Handling SSL process: Rather than waiting for an OOM to crash the service, the service could monitor its own Debug.getNativeHeapSize(), and explicitly restart the service when it increased too much. Either that, or restart automatically after every 100 requests or so.
Handling listening socket process: This service would just listen on the TCP port you choose and pass on the raw data to the SSL process. This bit needs some thought, but the most obvious solution is to just have the SSL process listen on a different local port X (or switch between a selection of different ports), and the listening socket process would forward data to port X. The reason for having the listening socket process is to gracefully handle the possibility that X is down - as it might be whenever you restart it.

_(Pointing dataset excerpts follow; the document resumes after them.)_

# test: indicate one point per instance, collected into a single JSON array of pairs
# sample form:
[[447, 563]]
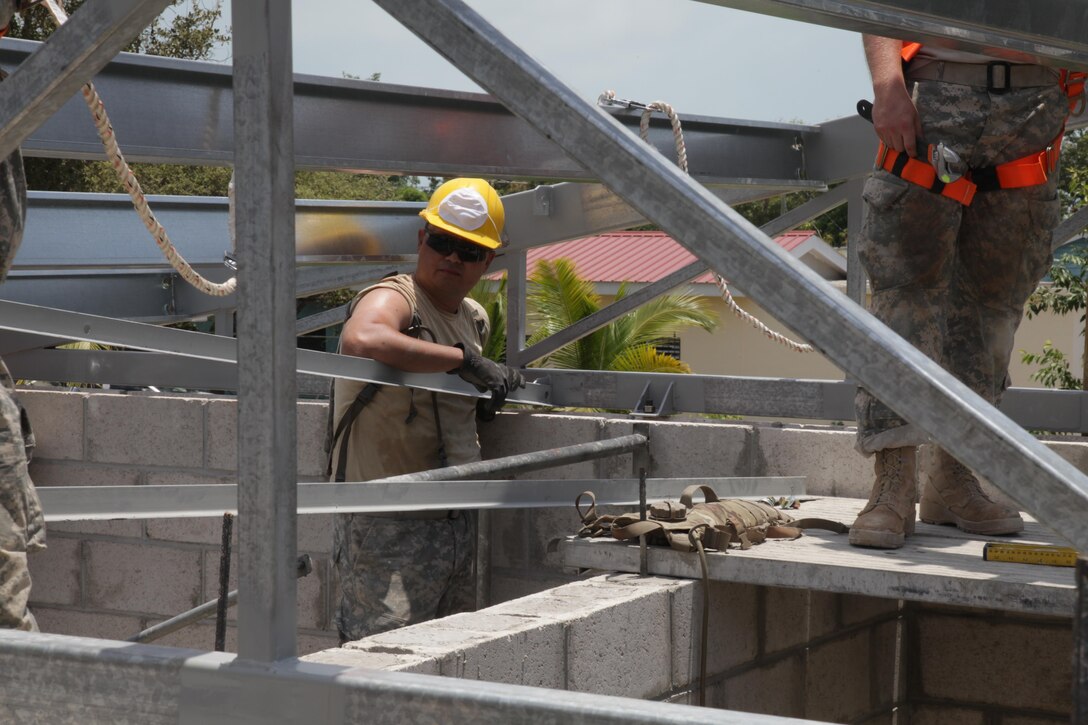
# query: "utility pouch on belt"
[[733, 523]]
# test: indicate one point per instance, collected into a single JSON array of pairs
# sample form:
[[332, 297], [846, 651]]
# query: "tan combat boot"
[[889, 515], [951, 494]]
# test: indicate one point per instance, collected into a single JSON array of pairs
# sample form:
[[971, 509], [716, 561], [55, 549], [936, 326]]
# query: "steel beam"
[[75, 51], [264, 223], [910, 382], [217, 688], [100, 503], [137, 335], [170, 110], [1049, 32]]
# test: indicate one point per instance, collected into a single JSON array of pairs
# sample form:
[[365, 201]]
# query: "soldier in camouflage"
[[949, 278], [22, 527], [402, 567]]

If your requirements allow for there being occasional mini-outages I would just do the handling SSL process, and skip the listening socket process, it's a relatively simple solution then - not that different to what you'd do normally. It's the listening socket process that adds complexity to the solution...

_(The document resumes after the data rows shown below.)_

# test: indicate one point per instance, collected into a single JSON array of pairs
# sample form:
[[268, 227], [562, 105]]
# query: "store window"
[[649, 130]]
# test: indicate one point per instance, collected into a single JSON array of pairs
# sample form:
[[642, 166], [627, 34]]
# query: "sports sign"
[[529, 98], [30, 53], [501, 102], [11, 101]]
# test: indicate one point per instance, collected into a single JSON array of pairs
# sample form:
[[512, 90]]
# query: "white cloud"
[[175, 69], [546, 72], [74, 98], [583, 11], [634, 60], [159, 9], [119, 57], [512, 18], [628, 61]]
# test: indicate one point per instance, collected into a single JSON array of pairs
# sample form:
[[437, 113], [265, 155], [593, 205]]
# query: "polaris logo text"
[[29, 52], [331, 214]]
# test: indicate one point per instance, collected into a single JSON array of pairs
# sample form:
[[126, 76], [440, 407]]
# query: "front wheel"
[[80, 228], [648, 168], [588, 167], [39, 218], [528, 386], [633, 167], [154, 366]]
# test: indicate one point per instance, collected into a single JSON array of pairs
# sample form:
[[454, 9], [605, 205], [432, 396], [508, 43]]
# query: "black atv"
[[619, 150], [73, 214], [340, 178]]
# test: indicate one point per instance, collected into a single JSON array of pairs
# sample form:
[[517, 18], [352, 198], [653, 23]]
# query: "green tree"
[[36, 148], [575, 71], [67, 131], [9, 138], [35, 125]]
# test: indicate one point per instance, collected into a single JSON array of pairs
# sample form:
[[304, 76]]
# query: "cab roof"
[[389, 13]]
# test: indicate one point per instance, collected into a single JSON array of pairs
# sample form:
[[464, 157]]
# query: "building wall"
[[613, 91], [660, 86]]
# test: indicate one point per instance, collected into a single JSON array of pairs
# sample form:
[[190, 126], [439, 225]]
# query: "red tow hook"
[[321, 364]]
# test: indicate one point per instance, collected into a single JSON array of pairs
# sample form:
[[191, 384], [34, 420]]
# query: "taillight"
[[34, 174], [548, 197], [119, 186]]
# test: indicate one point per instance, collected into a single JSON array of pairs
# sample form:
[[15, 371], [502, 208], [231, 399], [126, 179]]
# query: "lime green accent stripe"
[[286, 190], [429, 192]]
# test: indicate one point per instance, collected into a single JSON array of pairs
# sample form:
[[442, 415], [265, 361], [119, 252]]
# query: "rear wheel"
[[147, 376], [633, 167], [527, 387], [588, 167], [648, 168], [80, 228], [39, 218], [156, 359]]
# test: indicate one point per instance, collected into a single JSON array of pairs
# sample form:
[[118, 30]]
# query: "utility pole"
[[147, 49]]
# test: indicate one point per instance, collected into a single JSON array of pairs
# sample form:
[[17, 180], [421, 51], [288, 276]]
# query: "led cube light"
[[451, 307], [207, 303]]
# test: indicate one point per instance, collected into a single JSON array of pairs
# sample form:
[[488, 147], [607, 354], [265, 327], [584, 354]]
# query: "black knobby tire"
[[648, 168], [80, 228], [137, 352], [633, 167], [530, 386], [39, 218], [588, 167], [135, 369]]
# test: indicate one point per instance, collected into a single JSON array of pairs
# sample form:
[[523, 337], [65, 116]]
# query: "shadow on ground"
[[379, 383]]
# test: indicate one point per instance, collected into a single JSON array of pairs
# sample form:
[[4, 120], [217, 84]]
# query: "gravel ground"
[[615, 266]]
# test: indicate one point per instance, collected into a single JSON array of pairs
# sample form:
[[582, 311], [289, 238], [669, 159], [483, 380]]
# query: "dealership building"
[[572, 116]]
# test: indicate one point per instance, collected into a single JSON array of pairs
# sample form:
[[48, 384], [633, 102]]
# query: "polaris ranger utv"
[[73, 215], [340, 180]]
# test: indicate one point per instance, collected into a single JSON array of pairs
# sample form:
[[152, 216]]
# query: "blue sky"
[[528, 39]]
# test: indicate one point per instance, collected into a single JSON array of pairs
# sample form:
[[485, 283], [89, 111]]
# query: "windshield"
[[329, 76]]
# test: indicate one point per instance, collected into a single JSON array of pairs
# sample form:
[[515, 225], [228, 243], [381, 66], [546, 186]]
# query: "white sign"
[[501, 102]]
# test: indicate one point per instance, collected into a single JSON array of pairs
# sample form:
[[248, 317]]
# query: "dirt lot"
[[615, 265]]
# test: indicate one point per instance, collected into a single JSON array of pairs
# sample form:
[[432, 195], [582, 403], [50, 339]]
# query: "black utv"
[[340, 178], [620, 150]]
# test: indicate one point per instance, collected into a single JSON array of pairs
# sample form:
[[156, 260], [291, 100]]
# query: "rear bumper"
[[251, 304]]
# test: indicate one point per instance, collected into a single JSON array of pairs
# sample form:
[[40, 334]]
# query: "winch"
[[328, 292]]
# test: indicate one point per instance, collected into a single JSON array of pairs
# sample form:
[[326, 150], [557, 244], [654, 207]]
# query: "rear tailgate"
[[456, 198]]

Does it help to explicitly close the input stream? In the sample code the input stream seems to only be closed in the case of a SocketTimeoutException exception.
--EDIT--
You could rename run() to run2() and move the while loop into run() and remove it from run2() and see if that makes a difference? This couldn't be a solution but would tell you if any of the long-lived objects free up the memory when their references are dropped.

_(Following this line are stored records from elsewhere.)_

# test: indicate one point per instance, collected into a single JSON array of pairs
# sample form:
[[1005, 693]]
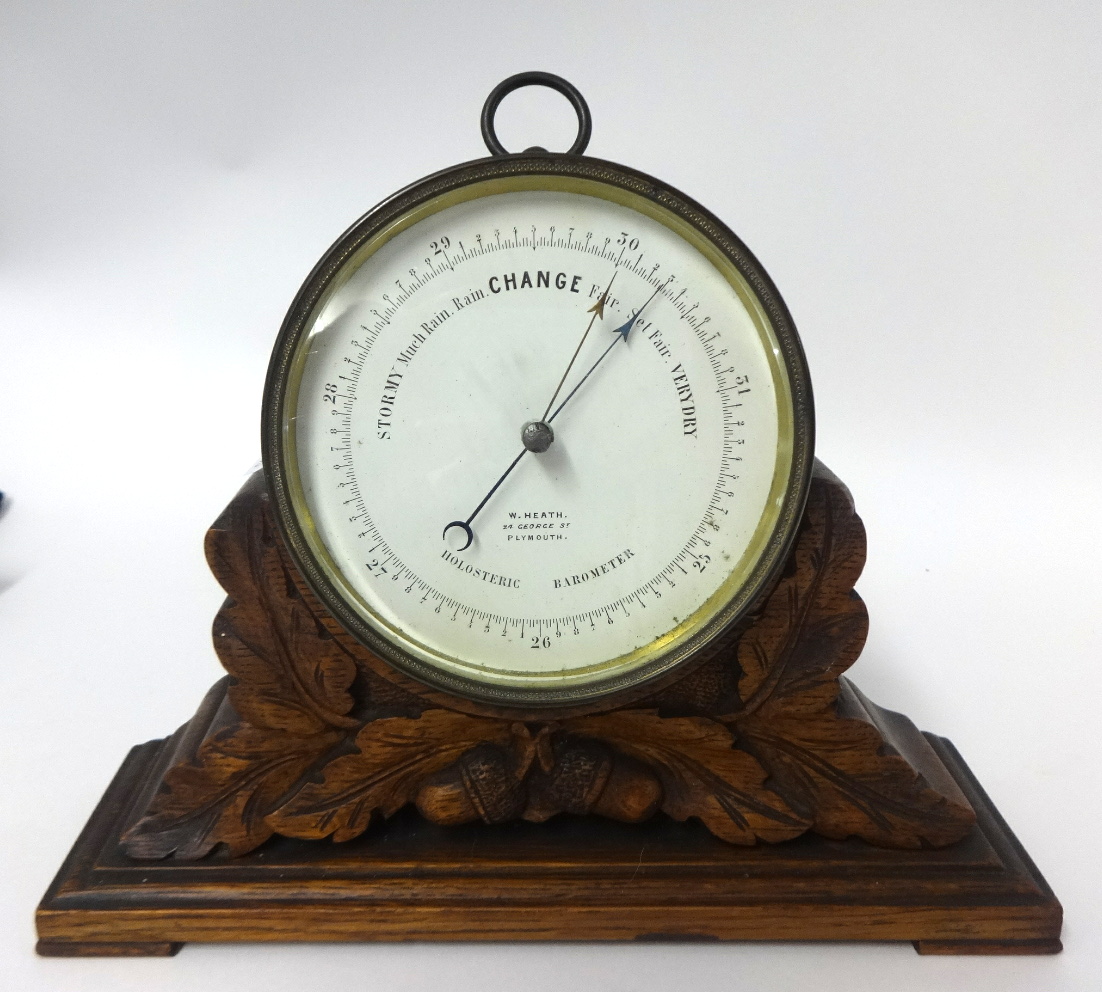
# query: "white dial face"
[[671, 451]]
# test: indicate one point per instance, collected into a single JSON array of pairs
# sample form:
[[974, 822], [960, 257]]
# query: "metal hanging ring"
[[552, 82]]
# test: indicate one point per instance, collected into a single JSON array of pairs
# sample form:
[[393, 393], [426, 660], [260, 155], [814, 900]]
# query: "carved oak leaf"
[[841, 772], [238, 777], [290, 674], [396, 754], [813, 624], [701, 773]]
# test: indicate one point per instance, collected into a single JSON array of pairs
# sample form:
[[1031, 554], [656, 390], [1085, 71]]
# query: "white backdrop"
[[921, 181]]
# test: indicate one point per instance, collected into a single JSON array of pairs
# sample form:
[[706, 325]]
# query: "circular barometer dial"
[[538, 430]]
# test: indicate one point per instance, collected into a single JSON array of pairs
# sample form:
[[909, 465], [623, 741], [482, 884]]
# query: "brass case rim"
[[596, 694]]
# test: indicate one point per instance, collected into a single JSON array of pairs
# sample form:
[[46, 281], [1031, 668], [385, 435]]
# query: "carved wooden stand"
[[218, 832]]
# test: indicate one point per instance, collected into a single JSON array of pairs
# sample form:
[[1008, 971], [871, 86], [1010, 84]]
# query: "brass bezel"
[[672, 650]]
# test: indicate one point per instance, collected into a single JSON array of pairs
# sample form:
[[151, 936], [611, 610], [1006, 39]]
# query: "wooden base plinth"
[[570, 879]]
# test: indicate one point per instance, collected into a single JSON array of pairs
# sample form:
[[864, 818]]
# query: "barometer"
[[538, 617], [538, 429]]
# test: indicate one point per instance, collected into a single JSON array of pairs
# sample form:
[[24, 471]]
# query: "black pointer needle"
[[622, 334]]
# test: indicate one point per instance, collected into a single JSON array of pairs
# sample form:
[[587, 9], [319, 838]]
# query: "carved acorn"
[[589, 777], [483, 784]]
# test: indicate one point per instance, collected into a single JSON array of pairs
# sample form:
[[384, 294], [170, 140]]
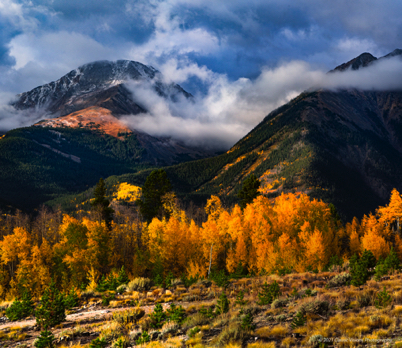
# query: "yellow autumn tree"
[[375, 237]]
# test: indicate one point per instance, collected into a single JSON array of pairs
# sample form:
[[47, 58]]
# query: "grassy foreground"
[[312, 309]]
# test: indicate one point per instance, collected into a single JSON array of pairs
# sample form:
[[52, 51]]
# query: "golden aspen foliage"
[[73, 248], [127, 192], [15, 248], [355, 246], [375, 236], [213, 208], [393, 211], [170, 205], [398, 246]]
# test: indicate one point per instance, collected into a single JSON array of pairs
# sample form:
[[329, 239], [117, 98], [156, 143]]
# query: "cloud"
[[11, 118], [230, 109]]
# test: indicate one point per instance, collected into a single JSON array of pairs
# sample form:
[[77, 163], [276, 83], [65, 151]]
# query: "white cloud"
[[230, 109]]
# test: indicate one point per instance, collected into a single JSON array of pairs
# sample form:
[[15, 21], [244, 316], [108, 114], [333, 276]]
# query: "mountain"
[[101, 83], [81, 137], [344, 147]]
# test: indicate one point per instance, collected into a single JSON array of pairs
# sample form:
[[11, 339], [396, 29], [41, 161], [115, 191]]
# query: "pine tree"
[[222, 305], [45, 340], [268, 293], [122, 277], [249, 190], [155, 187], [101, 203], [21, 309], [51, 311]]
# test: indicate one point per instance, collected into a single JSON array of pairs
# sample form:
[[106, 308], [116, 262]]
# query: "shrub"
[[360, 269], [144, 338], [343, 304], [122, 288], [139, 284], [247, 322], [279, 303], [315, 340], [71, 300], [176, 314], [106, 298], [335, 260], [390, 263], [383, 299], [240, 299], [196, 319], [52, 310], [268, 293], [339, 280], [364, 299], [98, 343], [128, 316], [299, 320], [121, 342], [192, 332], [252, 309], [20, 309], [158, 316], [233, 333], [220, 278], [281, 317], [122, 277], [222, 305], [45, 340], [207, 312], [315, 307]]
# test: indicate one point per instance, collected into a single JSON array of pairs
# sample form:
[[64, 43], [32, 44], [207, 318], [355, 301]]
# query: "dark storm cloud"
[[239, 58]]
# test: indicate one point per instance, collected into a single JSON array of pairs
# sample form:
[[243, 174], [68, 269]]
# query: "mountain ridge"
[[100, 83]]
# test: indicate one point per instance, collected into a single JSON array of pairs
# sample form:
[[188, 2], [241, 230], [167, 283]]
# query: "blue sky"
[[206, 46]]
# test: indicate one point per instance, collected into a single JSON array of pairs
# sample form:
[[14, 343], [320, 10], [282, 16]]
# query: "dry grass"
[[262, 345], [276, 331]]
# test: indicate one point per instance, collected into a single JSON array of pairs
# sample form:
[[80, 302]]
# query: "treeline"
[[292, 233]]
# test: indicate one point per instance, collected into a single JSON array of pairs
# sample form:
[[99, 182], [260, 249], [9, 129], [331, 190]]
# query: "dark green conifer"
[[249, 190], [51, 310], [101, 204]]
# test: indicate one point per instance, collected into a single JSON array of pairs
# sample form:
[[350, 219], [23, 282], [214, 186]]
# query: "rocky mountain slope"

There is one detail I would recommend changing in your implementation.
Make a list of all your resource variables, for example Sockets, Streams, Writers, etc. Be sure to have the declaration outside your try statement and be sure to do cleanup / closing in the finally statement. I normally do something like this to be 100% sure:
InputStream in = null;
OutputStream out = null;
try {
//assign a proper value to in and out, and use them as needed.
} catch(IOException e) {
//normal error handling
} finally {
try {
in.close();
} catch(IOException e) {}
try {
out.close();
} catch(IOException e) {}
}
It looks a little bit confusing, but imagine you use your in Stream inside the try block and you get some Exception, then your Streams never get closed and that is a potential reason for memory leaks.
I cannot guarantee that this is the reason, but it should be a good startup point.
About managing your service. I had a lot of bad experiences with Android services because I was running them in the same thread as the GUI. Under some circumstances, Android will see some code that is executing for too long and kill your main process in order to protect from crashes. The solution I found was to follow the suggestion from this tutorial (look at point 4):
http://www.vogella.com/articles/AndroidServices/article.html
After this, my service just worked as expected and didn't interfere with my GUI Process.